L'ultima modifica è del 16 maggio 2010 alle ore 17:11.

"Sono 40-50 semi per frutto, 60 al massimo. Vanno estratti con cura per non danneggiarli, poi devono fermentare qualche giorno, e quindi vanno essiccati all'aria e al sole. Li raccogliamo due volte l'anno e ci vogliono circa tre settimane perché i semi siano pronti per essere venduti. Ne servono parecchi per mettere insieme mille grammi, ma 900 cefeà al chilo è un prezzo che non vedevamo da molto tempo". Ebiye Mathieu, capo villaggio di Anouha, sorride soddisfatto, mentre accanto a lui gli uomini che mi ha indicato come "i miei più stretti consiglieri" annuiscono compatti. "Ora che il prezzo è stato fissato – prosegue - dipende tutto dal sole e dalle piogge delle prossime settimane".

Una costellazione di villaggi
Anouha è un villaggio come tanti dell'entroterra ivoriano. Un puntino all'interno di un sistema di villaggi, sorti per seguire l'estensione delle piantagioni. Un villaggio che non ha una storia molto diversa da quella del cacao per cui vive. Sei-settecento famiglie riunite intorno a una concessione agricola. Case di mattoni, di terra e di paglia, ai margini della brousse che viene tenuta a freno a colpi di machete. L'acqua è in fondo al pozzo, l'elettricità corre su fili che passano oltre ma quanto meno – concorda l'assemblea - la convivenza è pacifica. Non è un fattore trascurabile di questi tempi. I vestiti colorati e le acconciature delle donne tradiscono infgatti una certa complessità etnica: gli ivoriani baulé sono maggioranza, ma non mancano famiglie mandi del nord, miste e altre di origine maliana, liberiana e soprattutto burkinabé.

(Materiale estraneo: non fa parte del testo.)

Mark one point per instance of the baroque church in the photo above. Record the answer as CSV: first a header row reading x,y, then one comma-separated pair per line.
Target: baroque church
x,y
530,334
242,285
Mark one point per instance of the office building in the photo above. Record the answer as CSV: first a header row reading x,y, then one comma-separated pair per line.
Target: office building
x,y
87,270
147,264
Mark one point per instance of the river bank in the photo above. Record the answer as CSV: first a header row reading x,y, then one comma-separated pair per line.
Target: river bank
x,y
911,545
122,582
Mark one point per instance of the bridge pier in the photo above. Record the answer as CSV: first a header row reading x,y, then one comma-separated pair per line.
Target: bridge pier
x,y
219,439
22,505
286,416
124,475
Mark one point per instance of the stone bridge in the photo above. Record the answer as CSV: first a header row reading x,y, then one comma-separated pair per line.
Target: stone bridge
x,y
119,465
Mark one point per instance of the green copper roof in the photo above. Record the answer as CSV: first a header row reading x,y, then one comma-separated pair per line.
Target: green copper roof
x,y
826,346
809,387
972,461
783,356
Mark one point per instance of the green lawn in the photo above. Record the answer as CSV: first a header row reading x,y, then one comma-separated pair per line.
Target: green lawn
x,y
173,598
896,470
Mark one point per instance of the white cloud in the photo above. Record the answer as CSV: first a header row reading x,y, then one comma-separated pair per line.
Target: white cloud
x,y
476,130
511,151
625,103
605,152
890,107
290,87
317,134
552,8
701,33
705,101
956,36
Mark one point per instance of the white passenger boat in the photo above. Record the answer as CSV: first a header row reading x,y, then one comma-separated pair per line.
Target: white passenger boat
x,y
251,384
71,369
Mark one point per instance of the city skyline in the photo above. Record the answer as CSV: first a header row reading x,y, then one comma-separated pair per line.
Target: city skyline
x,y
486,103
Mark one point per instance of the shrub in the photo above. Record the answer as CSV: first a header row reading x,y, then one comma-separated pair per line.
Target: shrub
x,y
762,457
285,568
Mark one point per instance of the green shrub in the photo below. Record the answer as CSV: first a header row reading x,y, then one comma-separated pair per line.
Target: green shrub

Una piantagione multietnica
Quasi un quarto della popolazione ivoriana è immigrata e una buona parte è arrivata negli anni '80 per lavorare nelle piantagioni. L'ondata xenofoba degli anni '90 ha avuto in molte zone un effetto dirompente ma ha risparmiato il villaggio. A chi è venuto qui a lavorare la terra da paesi molti più fragili, Anouha offre da almeno trent'anni una povertà decorosa priva dei drammi vissuti in altre regioni del paese. Inoltre, essendo quasi a metà strada tra i porti di Abidjan e San Pedro, ha il chiaro vantaggio di una posizione strategica per vendere facilmente la produzione agricola. Ovviamente di cacao.

Il modello Cote d'Ivoire
Come una rotellina invisibile, Anouha, fa parte di un sistema che in tutto il paese occupa 4 milioni di persone, genera un terzo delle esportazioni nazionali e produce il 40% del cacao mondiale. Un sistema che si replica migliaia di volte in altrettanti villaggi e che vale oltre un miliardo di dollari l'anno in valuta pregiata. E' il modello Cote d'Ivoire post coloniale, dove il cacao è la principale fonte di valuta estera per lo stato, e per il contadino l'unica integrazione alla vita di sussistenza a base di riso, mais, cassava e banane. Qui ad Anouha il cacao paga i vestiti e la birra, la scuola dei figli e le medicine.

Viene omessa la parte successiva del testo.